Friday, November 04, 2005

NY Times Downgrades Access

It's a shame, but the NY Times has placed limitations on it's website access. Now to view items from the OpEd section, you need to subscribe to the paper. It's obvious why this is bad for readers, but why is it bad for the NY Times? From an interesting post on Technorati's blog:

As the chart above shows, the most influential media sites on the web are still well-funded mainstream media sites, like The New York Times, ...

Infact it's the most linked-to site. And in comparison there is the Wall Street Journal:

An interesting statistic to note is the current placement of subscription sites like (the Wall Street Journal). While the WSJ has begun to offer some content outside of its subscriber-only site, the policy is clearly costing them some influence and attention in the blogosphere, as bloggers find it difficult to link to articles in the subscriber-only sections. Also interesting to note is that even though The New York Times and The Washington Post require free registration to view the articles, bloggers are still linking to the stories, and this behavior hasn't changed much in the past 6 months.
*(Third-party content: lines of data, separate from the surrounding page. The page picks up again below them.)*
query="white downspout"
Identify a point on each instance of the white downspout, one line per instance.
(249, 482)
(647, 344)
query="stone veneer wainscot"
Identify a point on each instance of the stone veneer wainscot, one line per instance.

Note that since this change does not affect me (I get the paper at home and have full access to the web edition) I don't write this commentary out of vindictiveness. With the rise of electronic media, institutions like the NYTimes are more accessible and have much influence than previously.

So will the current change in the NY Times' policy affect it's relatively newfound influence? And if we do move to a paperless environment, where the morning news is read through an electronic screen instead of through paper, will more electronic content be pay-per-view? Going electronic and dumping paper is in the end a smart choice for many reasons (i.e. less waste, more cost effective) ... but how will these changes affect the influence of these institutions in the public debate? We will see.